Thursday, March 28, 2024

DTI chief: Online barter taxable only if part of regular business

After getting swamped in social media, Department of Trade and Industry (DTI) secretary Ramon Lopez clarified on Wednesday, July 15, that online barter will only become taxable if it is done in the ordinary course of business.

DTI secretary Ramon Lopez. (Malacanang photo)

“[The] DTI would like to clarify that personal transactions not in the course of trade and business are not covered by registration requirements, and is therefore, not subject to tax,” Lopez said in a statement.

The trade chief said online barter – as well as other online transactions — is subject to tax if it has become part of a regular commerce or business. “However, local barter trade activities with less than P3 million gross sales per year may avail of value added tax (VAT) exemption,” he said.

Lopez stressed that barter is regulated under Executive Order (EO) No. 64 signed by Pres. Rodrigo Duterte in 2018. The EO also established the Mindanao Barter Council, tasked to supervise and coordinate barter activities in the Philippines.

“This EO stresses that barter trade is only allowed in three areas, namely in Siasi and Jolo in Sulu and Bongao in Tawi-Tawi. Outside those areas, barter trading across borders is not allowed,” he added.

Lopez said that while there is no clear prohibition against local barter trade, such transactions are still subject to regulation and should be registered.

“This is what I meant as illegal — those done in other areas or if done online and cross border, or as a regular business in the course of trade — as these are not registered and not taxed,” he said.

Sen. Ralph Recto, meanwhile, said the DTI should further clarify that no law is being violated by neighbors swapping goods in community chat groups.

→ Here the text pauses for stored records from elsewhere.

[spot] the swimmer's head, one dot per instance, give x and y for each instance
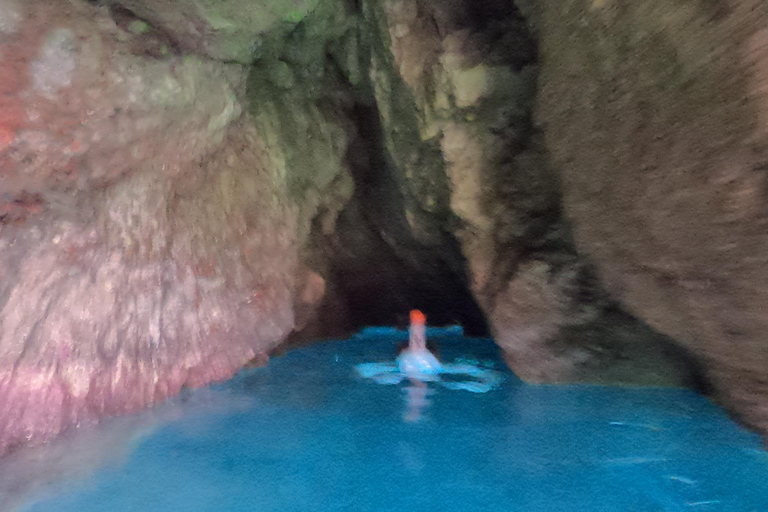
(418, 318)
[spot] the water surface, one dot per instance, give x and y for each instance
(307, 433)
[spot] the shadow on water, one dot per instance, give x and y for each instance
(307, 432)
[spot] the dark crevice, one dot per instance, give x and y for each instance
(381, 268)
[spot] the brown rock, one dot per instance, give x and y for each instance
(655, 114)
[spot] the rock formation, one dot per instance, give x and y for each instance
(185, 185)
(655, 117)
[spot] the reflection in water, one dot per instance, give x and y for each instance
(33, 473)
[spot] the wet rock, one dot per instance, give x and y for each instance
(146, 244)
(230, 30)
(471, 72)
(661, 144)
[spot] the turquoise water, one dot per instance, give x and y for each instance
(309, 434)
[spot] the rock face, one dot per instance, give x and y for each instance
(145, 242)
(470, 71)
(655, 114)
(169, 214)
(227, 30)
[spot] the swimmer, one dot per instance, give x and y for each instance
(417, 362)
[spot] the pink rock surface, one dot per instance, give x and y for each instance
(144, 244)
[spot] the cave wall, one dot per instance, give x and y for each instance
(146, 243)
(468, 74)
(169, 214)
(655, 116)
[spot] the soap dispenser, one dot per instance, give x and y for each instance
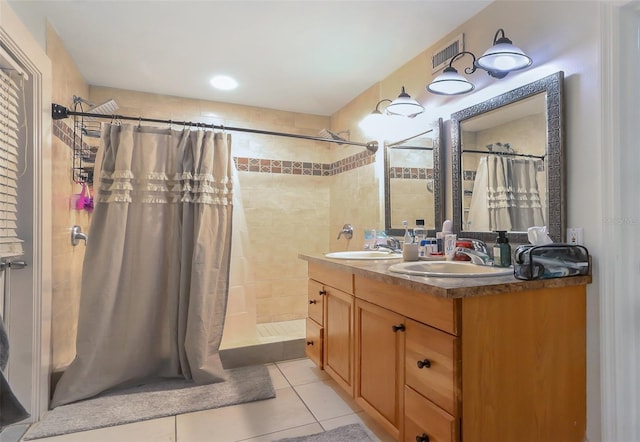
(502, 250)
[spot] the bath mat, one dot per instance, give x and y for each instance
(150, 401)
(351, 433)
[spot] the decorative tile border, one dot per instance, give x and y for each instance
(411, 173)
(261, 165)
(245, 164)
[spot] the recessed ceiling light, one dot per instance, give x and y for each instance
(224, 82)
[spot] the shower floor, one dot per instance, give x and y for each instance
(274, 341)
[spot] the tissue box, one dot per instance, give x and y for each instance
(550, 261)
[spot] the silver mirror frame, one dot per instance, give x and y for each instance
(552, 85)
(438, 189)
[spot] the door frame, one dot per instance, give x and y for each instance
(29, 316)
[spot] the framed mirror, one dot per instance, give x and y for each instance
(508, 163)
(412, 184)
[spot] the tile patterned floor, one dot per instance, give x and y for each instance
(307, 401)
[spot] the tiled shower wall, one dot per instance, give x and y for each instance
(296, 193)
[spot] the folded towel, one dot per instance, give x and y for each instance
(11, 411)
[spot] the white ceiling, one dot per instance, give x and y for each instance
(307, 56)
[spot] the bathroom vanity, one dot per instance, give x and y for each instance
(453, 359)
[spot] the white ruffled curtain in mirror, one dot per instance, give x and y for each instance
(505, 195)
(156, 268)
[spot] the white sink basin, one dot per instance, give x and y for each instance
(449, 269)
(364, 254)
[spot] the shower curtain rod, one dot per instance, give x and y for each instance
(509, 154)
(59, 112)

“When you exchange a tax-paid shirt too small for you for tax-paid shorts too big for your friend, where is the revenue loss for the government?” he asked in statement.

Recto said the government is better off spending its energy going after POGOs than millennials swapping their sneakers for goods they like.

“Where is the harm to the economy in a farmer swapping his pig for a secondhand computer for his child’s use, unlike the clear sabotage done by smugglers who bring in pork cuts by the boatload?” he queried.

The lawmaker said bartering is a fixture of life in many rural communities where a bag of rice is traded for a basket of vegetables and money is not always the medium of exchange.

“This ancient practice is even evident in our language. ‘Palit’ in Tagalog means ‘exchange’, but in Cebuano it is the word for ‘buy’,” he said.

“To survive the economic crunch of the lockdown, people are bartering unused and surplus household items, not to monetize them, but for goods they need. Previously loved items are being rehomed.”

Recto said people are doing online barter not to get rich, but to get by. “Bartering is the people’s way of generating economic activity. How can this be wrong?”